Pettit estimated that less than 15 percent of this spring's returning chinook are wild. Most are four to five years old and about 15 pounds.
Rob Masonis, from the Seattle regional office of the conservation group American Rivers, said this year's predicted run still will fall far short of runs prior to the 1970s.
"I think the fact remains that the stocks listed under the Endangered Species Act are in such desperate shape that it would be foolish and a mistake to say, `Oh, we've got good numbers this year, so we don't need to do the things the scientists say we need to do to improve these runs,' " said Masonis, whose Washington, D.C.-based group supports breaching.
A breaching opponent said this year's forecast indicates programs to make dams more fish friendly without breaching them and improved hatchery fish survival are bearing fruit.

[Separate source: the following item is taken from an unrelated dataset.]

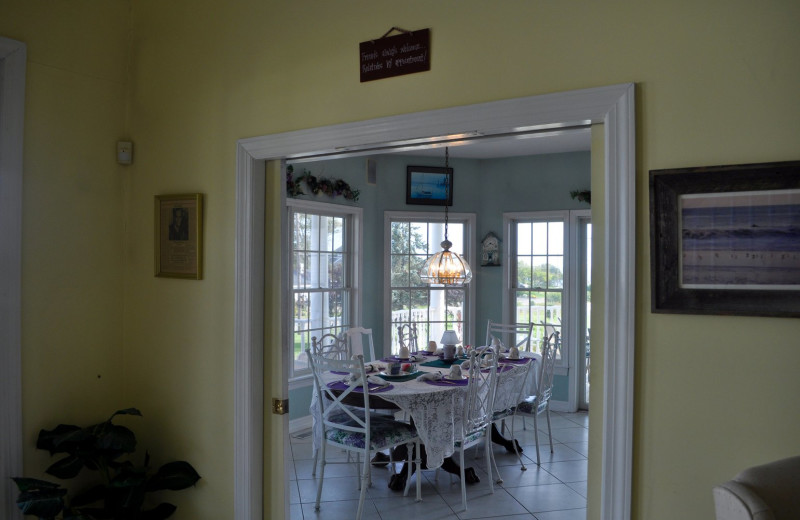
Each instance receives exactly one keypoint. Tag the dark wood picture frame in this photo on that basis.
(429, 185)
(689, 234)
(179, 236)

"It's hard to make a case as to why we have to take these draconian measures such as dam breaching . . . when we start seeing healthy runs come back," said Bruce Lovelin, of the Columbia River Alliance, a river-industries group in Portland.
Pettit attributes this year's surging spring chinook run to a cyclical cooling of Pacific Ocean waters off the Northwest coast that began in 1998. The cool-down produced an upwelling of cold, nutrient-rich water that provided more food for salmon.
Lynn Hatcher, tribal fish program manager for central Washington's Yakama Nation, predicted the conditions could be short-lived.
"We'll probably get two good years - this year and next - and then see a natural decline, followed by another eventual increase," he said.